ML-based Time Series Modelling with MARX
If you came here looking for applied Marxism, you will be disappointed. MARX here refers to Moving Average Rotation of X as introduced in Goulet Coulombe, Leroux, Surprenant, and Stevanovic (2021).
Key ML supervised algorithms can be seen (very generally) as regularized nonlinear nonparametric estimation of the conditional mean. All three terms are important but the first will be the object of interest for today – regularization, or what Bayesians would call priors. If you think it only matters in small data applications, think again. Convolutional neural nets work great for computer vision because they nest several notions of what makes sense and what does not when telling apart a dog from a cat (like translation invariance). And yet the algorithm is trained on huge amounts of data. Similar things can be said of machine translation. So prior knowledge about the nature of the problems matters.

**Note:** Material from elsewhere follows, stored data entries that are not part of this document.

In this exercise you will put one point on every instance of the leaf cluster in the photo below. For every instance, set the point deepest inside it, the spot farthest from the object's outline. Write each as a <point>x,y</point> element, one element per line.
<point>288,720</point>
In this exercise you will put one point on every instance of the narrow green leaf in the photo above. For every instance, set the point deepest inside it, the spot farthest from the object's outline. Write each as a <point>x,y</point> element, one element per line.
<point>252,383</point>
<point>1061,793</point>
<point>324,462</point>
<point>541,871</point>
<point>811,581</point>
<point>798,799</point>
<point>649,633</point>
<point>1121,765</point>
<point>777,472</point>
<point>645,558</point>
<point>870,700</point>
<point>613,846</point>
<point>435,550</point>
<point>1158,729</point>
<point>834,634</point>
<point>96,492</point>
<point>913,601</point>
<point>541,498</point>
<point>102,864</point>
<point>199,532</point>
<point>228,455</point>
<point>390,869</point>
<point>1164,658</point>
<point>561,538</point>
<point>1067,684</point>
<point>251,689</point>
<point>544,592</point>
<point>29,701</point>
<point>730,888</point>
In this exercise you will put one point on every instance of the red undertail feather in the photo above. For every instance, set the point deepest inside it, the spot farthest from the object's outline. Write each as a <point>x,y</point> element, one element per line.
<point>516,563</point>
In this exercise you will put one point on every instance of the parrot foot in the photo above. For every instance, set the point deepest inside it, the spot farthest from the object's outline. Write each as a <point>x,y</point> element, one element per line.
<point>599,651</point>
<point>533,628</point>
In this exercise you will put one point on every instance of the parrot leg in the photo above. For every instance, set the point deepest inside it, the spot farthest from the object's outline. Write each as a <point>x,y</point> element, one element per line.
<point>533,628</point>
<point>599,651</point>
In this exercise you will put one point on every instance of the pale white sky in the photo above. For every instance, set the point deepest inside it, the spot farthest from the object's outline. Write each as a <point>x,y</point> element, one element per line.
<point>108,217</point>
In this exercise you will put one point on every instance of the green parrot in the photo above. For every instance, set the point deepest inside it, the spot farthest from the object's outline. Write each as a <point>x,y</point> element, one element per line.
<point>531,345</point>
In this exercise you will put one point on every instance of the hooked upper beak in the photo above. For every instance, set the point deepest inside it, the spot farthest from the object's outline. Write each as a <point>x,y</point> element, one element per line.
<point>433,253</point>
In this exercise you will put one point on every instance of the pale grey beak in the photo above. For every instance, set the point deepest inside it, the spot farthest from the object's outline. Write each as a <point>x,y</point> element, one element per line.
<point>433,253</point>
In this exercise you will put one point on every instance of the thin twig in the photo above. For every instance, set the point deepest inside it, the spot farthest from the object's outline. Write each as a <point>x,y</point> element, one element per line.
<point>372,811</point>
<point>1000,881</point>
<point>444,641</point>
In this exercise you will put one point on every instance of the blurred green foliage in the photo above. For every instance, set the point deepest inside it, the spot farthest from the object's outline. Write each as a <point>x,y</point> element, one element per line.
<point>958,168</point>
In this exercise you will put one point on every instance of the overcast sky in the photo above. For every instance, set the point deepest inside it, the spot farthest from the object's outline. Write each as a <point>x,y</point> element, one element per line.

In many setups, off-the-shelf regularization is just fine. However, when the data matrix has a special structure, like including many lags from many variables, it might not be. Sometimes it is easy to reconfigure an algorithm to implement a new prior (like Ridge). Most times it is not (like tree ensembles or even neural nets). Hence, it can be convenient that, in certain time series situation, one can simply transform the data to induce a new prior and run the same off-the-shelf algorithm. So that’s what Moving Average Rotation of X (MARX) does, as we originally proposed in an article with colleagues at UQAM. By transforming the data using 2-3 lines of code (loops of means, available here), one can get an alternative regularization in ML time series models. This matters since choosing an inadequate prior scheme is like imposing a bad (soft) constraint and often results in over-regularized models that throw the baby with the bathtub water. No big surprises here: winning at the bias-variance trade-off implies finding constraints that reduce variance without blowing up bias.
Here's the motivation for MARX. In many applications, especially when high frequency macro data is involved (e.g., days or weeks), what appears to be the most appropriate prior for the coefficient of a lag polynomial for a given variable is
β(p)=β(p-1)+u(p) , u(p)~N(0,σ_u)
As opposed to
β(p)~N(0,σ_β)
which is explicit in ridge and implicit in everything else (like random forest, see ESL on that). What does the first equation mean? It means the partial effect of day t-p on day t (or month/quarter, in mixed frequency applications) should be similar to that of day t-p-1 and t-p+1. In many contexts, this is more sensible than β(p)~N(0,σ_β) which basically says that each day are likely irrelevant and that irrelevance is iid accros p’s. In the paper, for our monthly example, we say
For instance, it seems more likely that the average of March, April, and May employment growth could impact, say, inflation, than only May’s. Mechanically, this means we expect March, April, and May ’s coefficients to be close to one another.
Obviously, we did not invent that kind of prior, which can be dated back (at least) to Shiller (1973). What we propose is a way of implementing it without altering any algorithm, which is extremely useful especially when priors/regularization are not stated explicitly. It turns out that replacing X_{t,p,k} by AVG(X_{t,1:p,k}) for every p and k in the dataset, and throwing it at your preferred off-the-shelf ML tool of choice does just that. MARXs are simply moving averages of increasing window size. Of course, the rationale for this comes from simple derivations that you may find in the paper. They are inspired from previous work I did on time-varying parameters and ridge regressions (as well as a very old Bayesian literature on the matter).
In fact, if MARX used in models where no standardization in done afterwards (unlike what is common to do, say, with ridge and neural networks), using AVG(X_{t,1:p,k}) rather than SUM(X_{t,1:p,k}) induces
β(p)=β(p-1)+u(p) , u(p)~N(0,σ_u ⁄ (p^2))
which, loosely in the spirit of a Minnesota prior, says that the regularization strength increases with p. However, here, it implies that lags coefficients are expected to be increasingly similar whereas in a Minnesota prior it means they are expected to be increasingly irrelevant. Of course, which one is preferable depends on the underlying DGP. One thing that is certain, though, is that the former penalizes much less aggressively distant lags and allow long-range dependencies (or memory) to live on, albeit in a restricted/grouped way.
Anyhow, let’s wrap up. If you have (higher frequency) time series data and need sensible regularization in an off-the-shelf ML model with many lags, try MARX. Another obvious application is estimating UMIDAS models with ML methods.
——
P.S. : Of course, equations don’t look too good here given this website limitations. Pretty ones can be found in the paper.